[Noisebridge-discuss] Consensus and the "old ways".

Quinn Norton quinn at quinnnorton.com
Tue Oct 6 12:02:00 UTC 2009


oooh ooh! I think I might actually have something that might be  
constructive to say! Don't worry though, I'll blow it at the end.

On Oct 6, 2009, at 1:12 AM, Crutcher Dunnavant wrote:

> Jim. I feel you are trolling me. You've asked for a summary of,  
> what, 3 short paragraphs? But as demonstration that I am not  
> trolling, I'll answer.

I *think* you're misunderstanding both Jim and Shannon. I think they  
both are looking for practical problems  you've had or know of, rather  
than an ideological problem with the idea of consensus.

> First, Noisebridge exists to serve its community. But that community  
> changes with time. It is conceivable that some large fraction of the  
> community could decide that they wanted to remain engaged, but alter  
> the decision making process.

Absolutely. Would you be willing to accept that this might not be  
happening right now?

> There seems to be a general rejection, amongst certain parties, of  
> the notion that we could legitimately reject consensus. I'd like to  
> state that I don't feel that decision making processes have either  
> rights or moral obligations - I reserve those for people.

I think one of the problems is that you and those parties are talking  
at cross purposes. They aren't willing to listen unless you make a  
practical argument as well as a theoretical, because they are not  
working on the theoretical at the moment. They did that, and now they  
are much more covered in paint dust. This is often the case with  
people that have been at things for a while vs people that walk into  
the scene fresh. A lot of what you say may look like so much noise if  
you can't point out how it will fix problems that vex the space. If  
you can show that democracy will fix the mill, get rid of the rats,  
build out the kitchen, get us a comfortable budget, or clean up the  
space, I bet a lot of those recalcitrant old timers would elect you  
their BFF.

> As to my specific objection to consensus processes in general, I  
> have several. This is a (non-exhaustive) listing of them.

Again, these are specific _intellectual_ problems. If you could say  
the consensus processes kills puppies and makes the net go down, then  
point to the mysterious dog corpses and hackers screaming at their  
laptops in the space, people would have something concrete to think  
about w/r/t your objections. I'm not going to talk about them, because  
I want to encourage you to put things in concrete terms. Remember that  
the old timers you are having such a problem with have poured, in some  
cases, a couple of years of sweat of the brow and thousands of dollars  
into making what I think we all must admit is a Fucking Awesome  
Hackerspace.
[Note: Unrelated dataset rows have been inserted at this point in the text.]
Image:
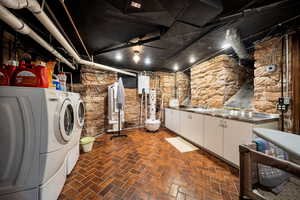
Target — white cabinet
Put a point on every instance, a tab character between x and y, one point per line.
218	135
235	134
192	127
172	119
214	134
168	118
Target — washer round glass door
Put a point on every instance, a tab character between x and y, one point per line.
80	113
66	120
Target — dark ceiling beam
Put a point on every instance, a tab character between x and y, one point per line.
209	30
245	12
264	31
128	45
226	21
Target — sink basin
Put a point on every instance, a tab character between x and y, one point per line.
199	109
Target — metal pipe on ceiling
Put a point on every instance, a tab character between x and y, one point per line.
23	28
35	8
138	43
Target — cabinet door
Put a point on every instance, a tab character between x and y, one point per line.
168	118
196	127
235	133
213	138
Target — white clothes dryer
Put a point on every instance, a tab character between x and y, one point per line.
73	154
37	125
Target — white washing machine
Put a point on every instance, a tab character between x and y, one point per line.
36	127
79	110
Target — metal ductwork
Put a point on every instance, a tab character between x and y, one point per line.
23	28
233	38
38	12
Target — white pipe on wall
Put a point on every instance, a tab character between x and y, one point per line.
38	12
23	28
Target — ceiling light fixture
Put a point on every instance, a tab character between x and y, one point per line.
192	59
119	56
175	67
136	57
147	61
226	45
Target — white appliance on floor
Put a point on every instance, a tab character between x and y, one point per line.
113	111
152	124
36	127
73	145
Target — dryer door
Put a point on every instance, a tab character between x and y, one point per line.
66	120
80	113
19	143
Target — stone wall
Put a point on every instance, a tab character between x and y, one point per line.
213	82
267	85
183	86
93	90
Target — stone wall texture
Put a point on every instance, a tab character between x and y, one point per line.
267	85
183	86
213	82
93	90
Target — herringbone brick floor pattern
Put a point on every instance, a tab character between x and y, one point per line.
146	166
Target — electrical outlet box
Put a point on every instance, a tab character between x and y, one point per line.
271	68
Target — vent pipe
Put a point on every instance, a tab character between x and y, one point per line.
21	27
233	38
35	8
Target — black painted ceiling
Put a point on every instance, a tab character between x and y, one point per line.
186	27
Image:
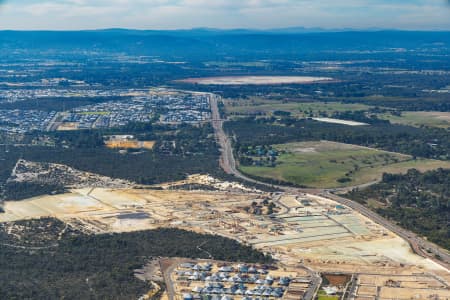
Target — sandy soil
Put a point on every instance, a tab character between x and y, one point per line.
256	80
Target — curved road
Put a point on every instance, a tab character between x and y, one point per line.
228	163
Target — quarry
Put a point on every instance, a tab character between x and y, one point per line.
306	234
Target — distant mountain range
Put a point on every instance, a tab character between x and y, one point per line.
206	42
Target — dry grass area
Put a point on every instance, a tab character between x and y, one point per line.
130	144
68	126
323	164
316	231
421	118
256	80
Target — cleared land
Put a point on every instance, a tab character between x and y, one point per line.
341	122
256	80
130	144
321	164
421	118
256	105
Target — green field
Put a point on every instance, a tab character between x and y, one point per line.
421	118
103	113
256	105
322	164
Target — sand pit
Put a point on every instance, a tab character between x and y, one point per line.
256	80
132	144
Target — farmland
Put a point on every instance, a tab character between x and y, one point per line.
326	164
421	118
256	80
264	106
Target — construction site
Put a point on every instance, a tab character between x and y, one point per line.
303	231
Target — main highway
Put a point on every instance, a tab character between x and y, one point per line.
419	245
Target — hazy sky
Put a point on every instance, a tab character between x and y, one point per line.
172	14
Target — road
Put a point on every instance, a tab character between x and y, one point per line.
228	163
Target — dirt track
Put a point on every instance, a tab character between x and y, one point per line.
228	163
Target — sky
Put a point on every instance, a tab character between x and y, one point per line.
226	14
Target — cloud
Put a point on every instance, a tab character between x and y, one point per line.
170	14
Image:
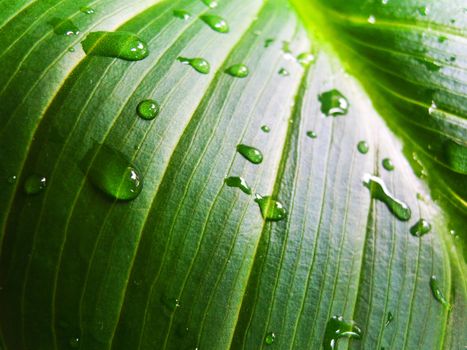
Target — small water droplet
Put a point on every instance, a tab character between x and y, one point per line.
64	26
112	173
238	182
363	147
337	328
283	72
148	109
34	184
87	10
305	59
182	14
437	293
265	128
252	154
420	228
199	64
269	339
271	209
216	23
238	70
387	164
333	103
379	191
124	45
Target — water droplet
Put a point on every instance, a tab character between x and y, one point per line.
363	147
87	10
238	70
64	26
252	154
437	293
182	14
112	173
239	182
265	128
387	164
421	227
337	328
333	103
379	191
283	72
216	23
124	45
35	184
199	64
389	319
210	3
269	339
148	109
271	210
305	59
268	42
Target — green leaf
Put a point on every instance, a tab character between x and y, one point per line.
184	259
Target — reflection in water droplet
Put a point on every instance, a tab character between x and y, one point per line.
333	103
64	27
34	184
252	154
387	164
199	64
379	191
182	14
148	109
238	70
337	328
437	293
238	182
420	228
216	23
271	210
124	45
112	173
269	339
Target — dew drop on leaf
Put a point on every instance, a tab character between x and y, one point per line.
333	103
252	154
124	45
216	23
337	328
34	184
148	109
379	191
199	64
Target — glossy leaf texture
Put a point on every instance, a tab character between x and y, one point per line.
185	261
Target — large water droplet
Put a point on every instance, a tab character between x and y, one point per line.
238	70
182	14
379	191
252	154
199	64
148	109
333	103
34	184
437	293
216	23
239	182
64	26
124	45
271	210
112	173
421	227
337	328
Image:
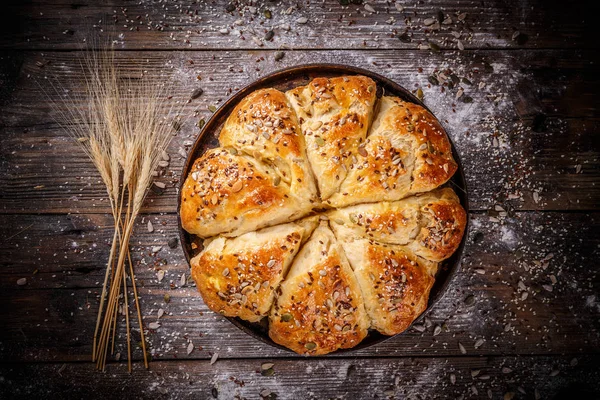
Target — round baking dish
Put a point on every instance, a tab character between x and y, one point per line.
290	78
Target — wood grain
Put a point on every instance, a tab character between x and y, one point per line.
395	378
506	150
63	24
61	257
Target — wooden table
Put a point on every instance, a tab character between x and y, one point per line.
521	318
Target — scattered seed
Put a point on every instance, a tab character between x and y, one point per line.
266	366
237	186
419	94
197	93
279	55
469	300
433	80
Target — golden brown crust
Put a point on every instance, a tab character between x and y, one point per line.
233	194
264	126
431	224
319	307
317	146
395	284
238	277
335	114
406	152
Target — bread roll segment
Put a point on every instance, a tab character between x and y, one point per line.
430	224
394	283
264	126
406	152
319	307
237	277
334	114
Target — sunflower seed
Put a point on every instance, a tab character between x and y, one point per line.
197	93
266	366
237	186
279	55
316	125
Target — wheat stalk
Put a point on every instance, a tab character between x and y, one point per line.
122	129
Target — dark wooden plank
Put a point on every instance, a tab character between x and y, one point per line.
398	378
52	317
531	140
62	24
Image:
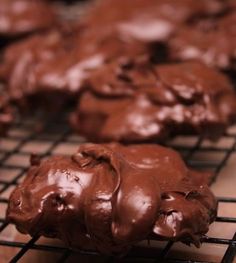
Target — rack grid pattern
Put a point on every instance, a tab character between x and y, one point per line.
53	136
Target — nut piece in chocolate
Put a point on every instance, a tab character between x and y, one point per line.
111	196
134	101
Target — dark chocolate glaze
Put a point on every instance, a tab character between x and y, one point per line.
112	196
134	101
56	66
6	114
23	59
20	17
212	42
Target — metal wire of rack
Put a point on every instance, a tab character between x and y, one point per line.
53	138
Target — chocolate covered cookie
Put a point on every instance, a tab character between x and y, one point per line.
20	17
112	196
135	101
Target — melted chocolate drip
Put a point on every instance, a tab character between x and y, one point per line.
112	196
141	102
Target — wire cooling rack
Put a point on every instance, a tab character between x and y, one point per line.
54	137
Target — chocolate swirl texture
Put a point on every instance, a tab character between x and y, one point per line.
135	101
112	196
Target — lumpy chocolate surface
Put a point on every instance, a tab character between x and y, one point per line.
19	17
135	101
55	63
112	196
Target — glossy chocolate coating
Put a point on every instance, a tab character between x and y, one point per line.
113	196
23	59
132	101
6	114
111	29
20	17
212	42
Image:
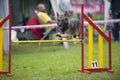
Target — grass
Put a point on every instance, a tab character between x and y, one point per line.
53	62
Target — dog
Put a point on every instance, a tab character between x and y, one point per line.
68	26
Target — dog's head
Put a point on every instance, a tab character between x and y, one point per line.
63	21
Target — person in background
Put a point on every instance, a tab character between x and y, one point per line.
43	16
115	12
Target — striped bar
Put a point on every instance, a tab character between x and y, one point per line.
1	49
35	41
90	46
100	49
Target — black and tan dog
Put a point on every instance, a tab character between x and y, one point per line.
68	26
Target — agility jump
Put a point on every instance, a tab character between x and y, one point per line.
83	69
94	66
9	17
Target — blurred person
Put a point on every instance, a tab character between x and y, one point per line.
115	12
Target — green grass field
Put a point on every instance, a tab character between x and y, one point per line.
52	62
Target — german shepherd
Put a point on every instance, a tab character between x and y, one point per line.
68	26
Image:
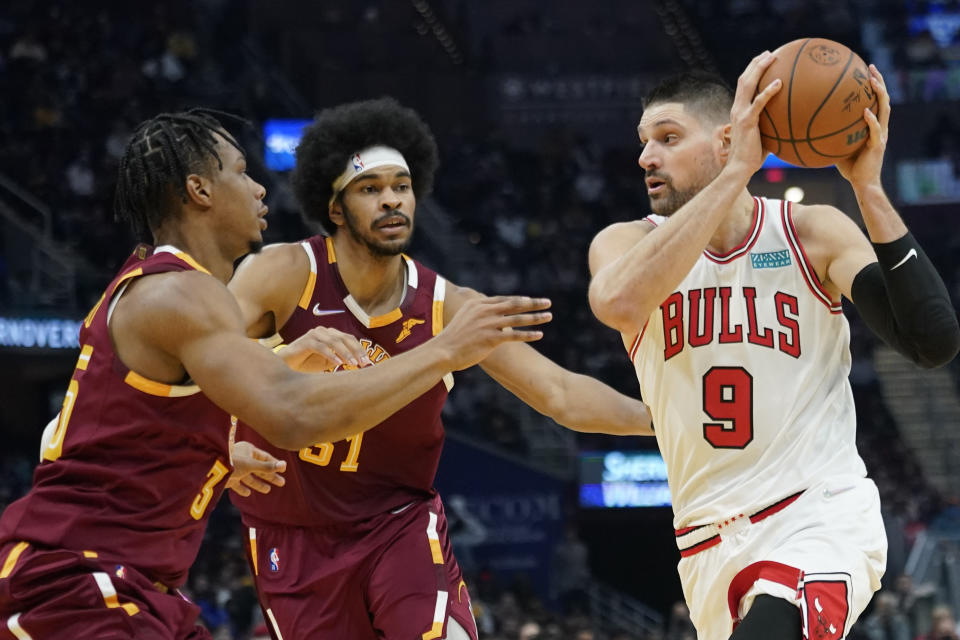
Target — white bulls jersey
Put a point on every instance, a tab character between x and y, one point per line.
744	368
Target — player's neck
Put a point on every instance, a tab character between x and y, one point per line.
377	283
196	243
736	226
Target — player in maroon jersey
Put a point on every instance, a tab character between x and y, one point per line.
356	545
139	455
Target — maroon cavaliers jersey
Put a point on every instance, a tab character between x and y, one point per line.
388	466
134	466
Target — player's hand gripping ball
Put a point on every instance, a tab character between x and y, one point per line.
817	116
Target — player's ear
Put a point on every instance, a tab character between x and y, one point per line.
336	212
723	141
198	190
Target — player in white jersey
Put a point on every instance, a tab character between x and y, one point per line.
729	306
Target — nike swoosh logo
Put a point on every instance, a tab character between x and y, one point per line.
829	493
910	254
317	311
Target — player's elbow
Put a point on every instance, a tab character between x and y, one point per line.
939	342
289	427
614	309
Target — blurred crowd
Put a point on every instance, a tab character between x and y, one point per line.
84	78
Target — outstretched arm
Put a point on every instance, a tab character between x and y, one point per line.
573	400
191	318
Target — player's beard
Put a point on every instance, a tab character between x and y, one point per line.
669	202
375	247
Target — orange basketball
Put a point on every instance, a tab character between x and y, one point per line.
817	116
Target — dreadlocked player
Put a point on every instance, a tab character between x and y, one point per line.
139	456
355	545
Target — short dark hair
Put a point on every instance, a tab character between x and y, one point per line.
339	132
160	154
705	93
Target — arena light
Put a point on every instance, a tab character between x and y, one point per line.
793	194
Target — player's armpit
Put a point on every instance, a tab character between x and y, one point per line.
835	246
268	286
609	297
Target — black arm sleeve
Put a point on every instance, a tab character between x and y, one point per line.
904	301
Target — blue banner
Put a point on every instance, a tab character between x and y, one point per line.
504	516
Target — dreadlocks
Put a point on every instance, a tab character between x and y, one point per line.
160	154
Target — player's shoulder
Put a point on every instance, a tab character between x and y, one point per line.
630	229
616	239
818	223
176	294
280	257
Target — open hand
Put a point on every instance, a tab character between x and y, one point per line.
324	349
483	323
749	101
254	469
863	168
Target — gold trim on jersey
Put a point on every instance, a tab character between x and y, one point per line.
12	558
93	312
186	257
439	293
304	302
13	624
253	551
109	593
84	360
435	631
155	388
371	322
435	551
331	252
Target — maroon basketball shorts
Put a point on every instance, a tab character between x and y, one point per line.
58	594
393	576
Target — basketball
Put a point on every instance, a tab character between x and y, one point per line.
817	116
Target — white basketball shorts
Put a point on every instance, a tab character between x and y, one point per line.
825	552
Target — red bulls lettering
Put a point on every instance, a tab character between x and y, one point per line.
672	309
695	318
696	338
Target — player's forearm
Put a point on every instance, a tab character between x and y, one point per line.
624	293
331	407
590	406
881	219
576	401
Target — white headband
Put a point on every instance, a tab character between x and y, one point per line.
366	160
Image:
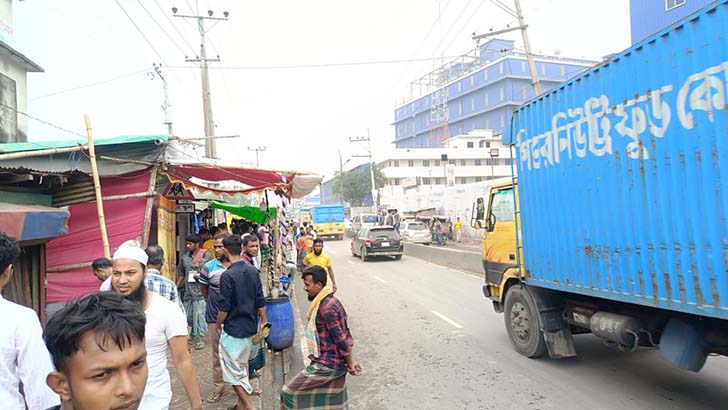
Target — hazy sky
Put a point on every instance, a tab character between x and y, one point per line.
302	115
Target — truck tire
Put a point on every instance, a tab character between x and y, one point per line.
522	323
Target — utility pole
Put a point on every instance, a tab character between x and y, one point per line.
210	150
166	106
368	140
257	151
518	13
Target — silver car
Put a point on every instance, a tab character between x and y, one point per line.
415	232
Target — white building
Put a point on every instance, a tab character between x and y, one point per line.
475	157
420	178
14	69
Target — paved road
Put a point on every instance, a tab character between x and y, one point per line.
427	339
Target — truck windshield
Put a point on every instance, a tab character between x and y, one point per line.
502	206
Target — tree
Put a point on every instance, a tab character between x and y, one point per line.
356	185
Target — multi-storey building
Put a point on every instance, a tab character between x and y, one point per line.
474	92
650	16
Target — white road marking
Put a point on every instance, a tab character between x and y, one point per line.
448	320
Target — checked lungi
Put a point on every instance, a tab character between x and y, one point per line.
317	387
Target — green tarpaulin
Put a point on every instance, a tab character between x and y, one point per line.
251	213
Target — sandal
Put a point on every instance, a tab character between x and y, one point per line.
215	396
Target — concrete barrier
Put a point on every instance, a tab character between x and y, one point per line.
444	256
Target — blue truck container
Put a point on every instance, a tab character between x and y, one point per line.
623	187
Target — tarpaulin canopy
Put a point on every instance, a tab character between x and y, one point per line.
251	213
202	176
124	221
33	222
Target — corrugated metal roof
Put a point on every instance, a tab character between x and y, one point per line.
39	145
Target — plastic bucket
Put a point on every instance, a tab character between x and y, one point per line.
280	316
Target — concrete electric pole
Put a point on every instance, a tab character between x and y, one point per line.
368	140
210	150
166	106
257	151
518	14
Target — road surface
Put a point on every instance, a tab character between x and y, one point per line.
428	339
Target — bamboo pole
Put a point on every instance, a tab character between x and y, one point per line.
97	188
148	208
41	152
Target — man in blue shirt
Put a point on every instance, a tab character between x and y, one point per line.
241	303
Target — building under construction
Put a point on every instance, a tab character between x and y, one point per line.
478	90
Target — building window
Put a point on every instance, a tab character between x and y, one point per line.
671	4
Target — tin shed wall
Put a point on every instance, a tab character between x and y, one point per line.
623	174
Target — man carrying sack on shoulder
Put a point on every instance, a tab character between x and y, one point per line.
322	385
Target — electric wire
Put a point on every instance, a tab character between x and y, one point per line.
92	84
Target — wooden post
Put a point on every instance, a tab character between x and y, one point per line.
148	209
97	188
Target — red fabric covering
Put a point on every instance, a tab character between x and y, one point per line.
124	221
256	179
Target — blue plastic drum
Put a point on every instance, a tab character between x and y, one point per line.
280	316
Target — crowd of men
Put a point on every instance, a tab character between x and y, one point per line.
109	350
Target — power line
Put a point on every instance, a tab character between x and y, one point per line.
43	121
322	65
141	32
93	84
464	25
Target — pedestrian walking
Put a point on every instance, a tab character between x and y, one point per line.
319	258
188	275
23	356
438	232
240	317
97	346
256	359
210	285
322	385
166	328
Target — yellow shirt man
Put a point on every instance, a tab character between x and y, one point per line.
322	260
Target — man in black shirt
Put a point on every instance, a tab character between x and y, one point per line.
241	302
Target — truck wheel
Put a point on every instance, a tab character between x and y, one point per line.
522	323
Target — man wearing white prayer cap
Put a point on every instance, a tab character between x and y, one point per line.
166	327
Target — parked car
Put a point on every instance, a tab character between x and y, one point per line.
377	241
363	221
415	232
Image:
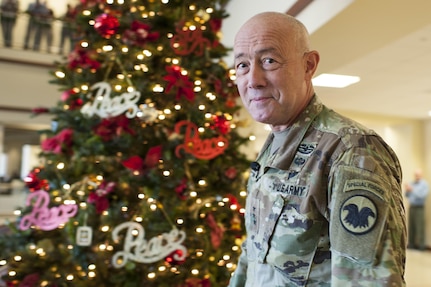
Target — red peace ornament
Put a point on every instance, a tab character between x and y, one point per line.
187	41
106	25
200	148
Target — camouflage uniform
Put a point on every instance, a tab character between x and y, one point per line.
326	209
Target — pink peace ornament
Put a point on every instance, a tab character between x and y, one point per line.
44	217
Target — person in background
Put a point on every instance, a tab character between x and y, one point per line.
9	11
416	193
324	204
46	19
66	29
35	11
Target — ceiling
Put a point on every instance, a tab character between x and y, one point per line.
386	42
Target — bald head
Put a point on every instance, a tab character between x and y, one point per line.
287	28
274	68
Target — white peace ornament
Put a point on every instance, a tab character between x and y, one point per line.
105	106
138	249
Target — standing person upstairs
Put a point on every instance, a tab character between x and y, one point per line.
9	11
416	193
324	204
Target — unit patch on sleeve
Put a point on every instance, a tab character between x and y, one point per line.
358	214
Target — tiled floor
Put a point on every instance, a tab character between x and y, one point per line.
418	268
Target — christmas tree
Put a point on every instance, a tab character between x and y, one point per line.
143	182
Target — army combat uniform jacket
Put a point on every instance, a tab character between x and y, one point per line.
325	209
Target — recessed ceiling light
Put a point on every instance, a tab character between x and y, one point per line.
334	81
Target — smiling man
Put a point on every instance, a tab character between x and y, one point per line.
324	205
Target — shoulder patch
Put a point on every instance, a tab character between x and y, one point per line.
358	214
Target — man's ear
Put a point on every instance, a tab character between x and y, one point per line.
311	60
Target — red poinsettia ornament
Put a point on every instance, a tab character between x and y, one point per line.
69	98
171	258
34	182
98	197
106	25
139	34
136	163
60	143
221	124
182	83
113	127
83	58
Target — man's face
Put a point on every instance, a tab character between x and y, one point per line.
270	75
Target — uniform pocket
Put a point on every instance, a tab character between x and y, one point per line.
293	244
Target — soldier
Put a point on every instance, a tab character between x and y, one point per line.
324	205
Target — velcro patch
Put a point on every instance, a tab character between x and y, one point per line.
361	184
358	214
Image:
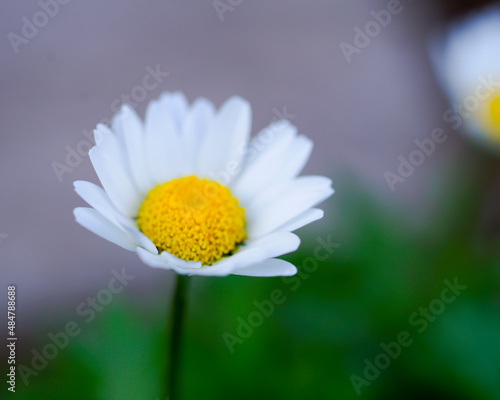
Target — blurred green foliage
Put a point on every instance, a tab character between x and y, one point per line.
331	320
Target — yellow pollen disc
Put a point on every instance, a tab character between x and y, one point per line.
193	219
489	116
495	111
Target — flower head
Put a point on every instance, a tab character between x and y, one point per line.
467	64
187	190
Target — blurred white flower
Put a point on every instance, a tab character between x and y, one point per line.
188	191
466	59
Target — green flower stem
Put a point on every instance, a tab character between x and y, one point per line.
176	323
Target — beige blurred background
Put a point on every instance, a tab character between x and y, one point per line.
283	55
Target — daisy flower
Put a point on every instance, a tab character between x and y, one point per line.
467	63
187	189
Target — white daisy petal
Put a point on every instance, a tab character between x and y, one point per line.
266	154
296	198
130	132
163	141
172	151
101	226
256	251
231	126
271	267
138	237
97	198
198	122
110	165
166	262
301	220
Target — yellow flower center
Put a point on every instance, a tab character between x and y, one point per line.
193	219
489	117
495	111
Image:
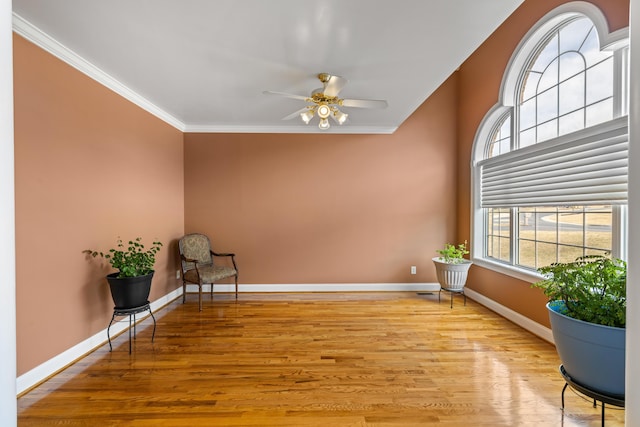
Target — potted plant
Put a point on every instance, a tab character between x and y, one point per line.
451	268
131	284
587	311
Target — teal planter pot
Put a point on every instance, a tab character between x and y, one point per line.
592	355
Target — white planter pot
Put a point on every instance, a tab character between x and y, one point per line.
452	277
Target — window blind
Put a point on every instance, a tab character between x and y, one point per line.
584	168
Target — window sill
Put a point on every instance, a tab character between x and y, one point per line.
518	273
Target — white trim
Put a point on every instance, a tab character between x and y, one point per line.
8	406
36	36
513	316
346	129
321	287
632	391
55	364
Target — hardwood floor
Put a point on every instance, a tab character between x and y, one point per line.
317	359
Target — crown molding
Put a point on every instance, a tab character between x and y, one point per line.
335	130
36	36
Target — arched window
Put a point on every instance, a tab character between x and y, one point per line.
550	159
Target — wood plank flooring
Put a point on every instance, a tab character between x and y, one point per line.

Instead of advocating something on general principle,  
tell us how this will make their lives easier.

> I feel that they are structurally biased towards enforcement and  
> propagation of the will of the founding oligarchy of any group; and  
> have the assumption of no-change, essentially giving any surviving  
> member veto power to maintain decisions which they feel benefit them.
>
> I feel that engagement is not an accurate proxy for wisdom; having  
> more time to burn, or being more personally confrontational should  
> not translate to greater control of the space.
>
> I feel that this notion of 'do-ocracy' translates to enforcement by  
> the mob, as determined by the existing social oligarchy (most of who  
> I like a great deal).

whom

> I feel that, rather than 'hacking the system', this delegation to  
> social bickering has the effect of reifying our primate decision  
> making processes; as most decisions aren't made in an official  
> capacity, but rather by those that hold sway.
>
> In short (ha-ha), I believe that consensus processes _in_general_  
> represent a moral hazard, one which grows more dangerous and  
> pernicious with the growth of the group in size and age; until we  
> begin to see, as we have recently, calls for expulsion.

That's not actually what moral hazard means. Common misunderstanding-  
it has to do with isolation from resource risk, like with insurance  
fraud or gov bailouts.

> I am a member. I like the people. I like the space. I believe, and  
> have a good deal of political, intellectual, and anecdotal  
> experience to back up those beliefs; that the consensus process is  
> bad for us, as a group, and as individuals.
>
> I would like to change to a voting system. _any_ voting system. You  
> want 2/3 majority, with mandatory re-ratification after a 2 week  
> cooling-off period for all decisions? I'd love that. We'd get more  
> done, and have fewer pogroms about proper politics.
>

Ok, I'm a fucking word pedant. I admit it.